Чайник, Фира и Андрей | страница 90
Декабрьские мои кошмары, да и вообще все прошлые события показались мне делами давно прошедшими. Время взяло бешеный темп. Сижу, вроде, в опале. А шесть лет интенсивных гастролей со скачками по всему свету представляются мне теперь чем-то вроде медленной сарабанды. Время… никогда не понимал, что это такое! Может быть, время идет себе, как ему и положено, тикают, тикают гринвичские часы, а я, этот самый пианист, спятил. Мои внутренние часы взбесились.

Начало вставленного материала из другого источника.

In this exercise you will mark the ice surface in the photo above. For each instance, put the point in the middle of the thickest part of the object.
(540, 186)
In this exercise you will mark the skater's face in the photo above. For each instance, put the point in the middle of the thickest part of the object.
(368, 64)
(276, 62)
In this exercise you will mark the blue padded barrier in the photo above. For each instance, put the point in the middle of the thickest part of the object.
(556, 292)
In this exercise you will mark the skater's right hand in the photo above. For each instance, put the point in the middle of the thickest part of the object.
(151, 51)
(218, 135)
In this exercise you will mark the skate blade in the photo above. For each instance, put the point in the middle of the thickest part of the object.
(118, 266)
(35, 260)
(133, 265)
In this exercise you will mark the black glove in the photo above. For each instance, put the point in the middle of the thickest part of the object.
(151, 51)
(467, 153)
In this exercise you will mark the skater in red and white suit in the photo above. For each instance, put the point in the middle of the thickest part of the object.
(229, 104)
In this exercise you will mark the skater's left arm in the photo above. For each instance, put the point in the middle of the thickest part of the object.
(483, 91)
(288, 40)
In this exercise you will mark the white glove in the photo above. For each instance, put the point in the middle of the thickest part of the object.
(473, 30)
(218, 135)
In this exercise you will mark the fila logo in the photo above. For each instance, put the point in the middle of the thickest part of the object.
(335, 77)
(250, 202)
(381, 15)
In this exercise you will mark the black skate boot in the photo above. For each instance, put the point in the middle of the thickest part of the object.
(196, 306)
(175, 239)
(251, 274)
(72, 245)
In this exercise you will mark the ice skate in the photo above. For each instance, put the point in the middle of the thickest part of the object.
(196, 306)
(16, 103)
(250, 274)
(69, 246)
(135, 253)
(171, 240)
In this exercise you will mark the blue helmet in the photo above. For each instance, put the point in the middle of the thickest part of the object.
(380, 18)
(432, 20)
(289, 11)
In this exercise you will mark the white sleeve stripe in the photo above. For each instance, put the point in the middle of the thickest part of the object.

Стою в назначенный день у Краснопресненского ЗАГСа. Нет, думаю, не придет. Появилась. Да не одна, а с пиковой дамой – с Боборихой! Райка одета, как всегда элегантно, но неброско. Танюшка была в своей длинной дубленке со светлой меховой оторочкой, цветными вышивками и в вязаных варежках. Никогда она перчатки не носила, только варежки. Я их всегда хотел ей на ленточке через рукава продеть, как у первоклашек. Показалась мне тогда Татьяна пронзительно беззащитной. У Боборихи в когтях. Райка тут последний камень бросила: «Андрюша, не делай этого, не поправишь!»
Ах ты, сука, думаю, зачем ты-то сюда приперлась! Ты же, гадина, всему виновница. Взял за руку Таню, и, ни слова не говоря, побежал с ней наверх по лестнице. Объявили нам, что мы разведены. Печать, подписи.
– Вот и все, – прошептала Татьяна дрожащими губами. Я проглотил комок в горле и, не оглядываясь, побежал к машине, не хотел смотреть на ее слезы.
Застрелю, бля
Мы с Хидеко решили: не надо дразнить гусей. Хидеко перестала ходить ко мне, зато я стал все чаще заходить к ней на Вавилова. Мы надеялись на то, что паханы, правящие тогда в советском государстве, не посмеют тронуть семью Хидеко, пользующуюся статусом дипломатической неприкосновенности, да и меня, по крайней мере там, оставят в покое.
Так бы все и было, если бы я не был заложником тоталитарного государства. Безопасность гражданина СССР в семье иностранного дипломата – какая безумная надежда!
Однажды, в ледяной декабрьский вечер я подошел к дому Хидеко на Вавилова. Поровнялся с будкой милиционера перед входом в огороженный двор. Все тамошние «милиционеры» знали меня в лицо. И я тоже их знал. Кивал им иногда, и они кивали в ответ. Знал я и того, который там сейчас сидел – с рыжеватыми усишками и рачьими зенками. Каждый раз меня поражало сочетание безграничной тупости и бесконечной же агрессии, не сходящее с его насекомой морды. Обычно, он помалкивал. Но тогда, получил, видимо, «сверху» другую инструкцию.
Покинул будку и вырос вдруг передо мной, как живая преграда, и, дрожа от ненависти, прохрипел: «Не положено!»